Para tanto, algumas estratégias foram e seguem sendo fundamentais para o alcance das finalidades educacionais, em especial, da garantia do direito de aprender de todas e cada uma das crianças e dos estudantes, após quase dois anos de escolas fechadas:

– Mobilidade escolar: assegurar o progresso contínuo dos estudantes no que se refere ao seu desenvolvimento pleno e à aquisição de aprendizagens significativas, lançando mão de todos os recursos disponíveis e criando renovadas oportunidades para evitar que a trajetória escolar discente seja retardada ou indevidamente interrompida, incluindo a mobilidade e a flexibilização dos tempos e espaços escolares, a diversidade nos agrupamentos de estudantes.

– Busca ativa escolar: a estratégia formulada pelo UNICEF, em parceria com a Undime, disponível gratuitamente para os municípios e apoia a identificação, registro, controle e acompanhamento de crianças e adolescentes que estão fora da escola ou em risco de evasão. Busca reunir representantes de diferentes áreas, como Educação, Saúde, Assistência Social e Planejamento, para fortalecer a rede de proteção;

– Acolhimento e clima escolar: o planejamento educacional deve ser baseado no acolhimento de toda a comunidade escolar, no zelo pelo clima da escola e na colaboração cujo foco seja a equidade de oportunidades educativas. Rodas e conversa com equipes, estudantes e famílias; atividades culturais como saraus; canais de escuta como lives periódicas são alguns exemplos de atividades de acolhimento.

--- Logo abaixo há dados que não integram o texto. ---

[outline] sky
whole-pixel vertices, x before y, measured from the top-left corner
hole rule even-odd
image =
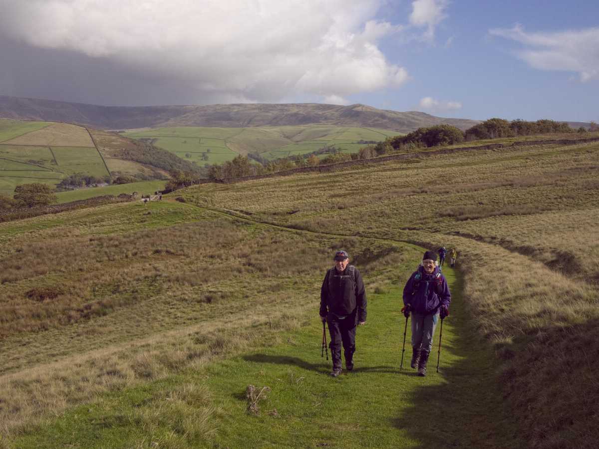
[[[0,0],[0,95],[599,122],[599,1]]]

– Flexibilização curricular: a necessidade de flexibilizar o currículo já existia antes e foi ressaltada pelas mudanças proporcionadas pela pandemia, um contexto que alterou significativamente as variáveis do ensino – tempo, espaço, materiais e recursos didáticos, relacionamento estudante-professor e estudantes-estudantes.

Atualmente, o cumprimento da política curricular e o atendimento do direito de aprender são desafios que permanecem e intensificam a busca por estratégias que permitam intervenções pedagógicas adequadas e na medida necessária para a qualidade e a equidade.

Por muito tempo um dos paradigmas educacionais foi a igualdade, que consistia em tratar todos como iguais, independentemente de quão diferentes cada pessoa seja. A BNCC trouxe outro paradigma, a equidade, que exige abordagem de forma diferente àqueles que não se encontram em situação de igualdade, ou seja, exige o atendimento das necessidades que cada pessoa tem para alcançar o mesmo objetivo.

Ainda temos um longo percurso pela frente, mas o caminho já percorrido precisa ser registrado e analisado, visando aos ajustes necessários para implantação plena da política curricular, o que vem ao encontro do que diz a Resolução do CNE de 2017, que prevê que em cinco anos a revisão da BNCC, o que só pode ser efetivado por meio da análise do trajeto já percorrido: refletir acerca das facilidades e dificuldades, dos limites e possibilidades, para indicar os próximos passos de forma ajustada, com a necessária regulamentação pelos órgãos normativos dos sistemas de ensino.

Esse movimento curricular permanente e dialético contribui para o alcance do ODS 4 que é “assegurar a educação inclusiva e equitativa e de qualidade, e promover oportunidades de aprendizagem ao longo da vida para todos”.